Die Schuleinschreibung findet statt. Eine persönliche Anmeldung ist jedoch nicht erforderlich. Stattdessen könne die Anmeldung für das Schuljahr 2020/2021 auch telefonisch oder schriftlich etwa per Mail erfolgen. Auch die Pflicht, am Verfahren zur Feststellung der Schulfähigkeit teilzunehmen, entfalle grundsätzlich. In begründeten Einzelfällen könnten Schule und Erziehungsberechtigte allerdings eine Möglichkeit finden, das zu organisieren.

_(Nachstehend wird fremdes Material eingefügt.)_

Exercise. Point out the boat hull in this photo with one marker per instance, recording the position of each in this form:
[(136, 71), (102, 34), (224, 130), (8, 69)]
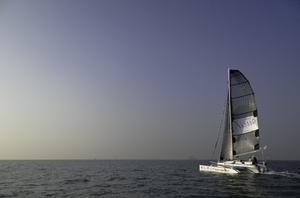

Die Anforderungen des Infektionsschutzes müssten dabei eingehalten werden.

Niedersachsen
Der Medizinische Dienst macht zur Festellung des Pflegegrades bis Ende Mai keine Haus- und Heimbesuche mehr. Auch die Prüfung der Pflegequalität in Heimen und ambulanten Diensten wird bis dahin ausgesetzt. Meldungen über aktuelle Missstände werden weiterhin aufgegriffen.

Rheinland-Pfalz
Ab spätestens diesem Mittwoch (18.3.) werden keine Kneipen, Kinos und etliche Fachgeschäfte mehr zugänglich sein. Für größere Gaststätten, Mensen und Hotels mit entsprechender Konzession gelten Auflagen wie Abstandsregelungen für die Tische und eine Reglementierung der Besucherzahl, Speisegaststätten müssen spätestens um 18.00 Uhr schließen.

Weiter geöffnet bleiben der Lebensmittel-Einzelhandel, Wochenmärkte, Apotheken, Sanitätshäuser, Drogerien, Tankstellen, Banken und Sparkassen sowie Poststellen. Auch Friseure, Reinigungen, Waschsalons, Zeitungsläden sowie Märkte für den Tierbedarf sind weiter zugänglich, sollen nach Möglichkeit auch an Sonntagen geöffnet bleiben.

Sachsen
Bars, Kinos, öffentliche Einrichtungen und zahlreiche Geschäfte schließen.

Sachsen-Anhalt
Viele Geschäfte sowie sämtliche Bars und Clubs schließen. Die Versorgung der Bevölkerung mit Lebensmitteln und Gütern des täglichen Gebrauchs ist gesichert.

Schleswig-Holstein
Wer ein Rezept für verschreibungspflichtige Medikamente braucht, soll dies telefonisch beim Arzt anfordern. Die Kassenärztliche Vereinigung rät Patenten zudem, das Angebot von Botendiensten der Apotheken anzunehmen.

Clubs, Fitnessstudios, Fahrschulen, Kinos, Theater bleiben bis zum 19. April geschlossen, auf die Inseln an Nord- und Ostsee dürfen keine Touristen mehr. Urlauber müssen ihre Unterkünfte am Mittwoch verlassen, die Hotels werden geschlossen. Ausnahmen gibt es nur für Geschäftsreisende oder Einsatzkräfte.

Thüringen
Schulen und Kitas sind im Freistaat ab heute bis zum Ende der Osterferien geschlossen. Notbetreuungen für bestimmte Berufsgruppen sind geplant.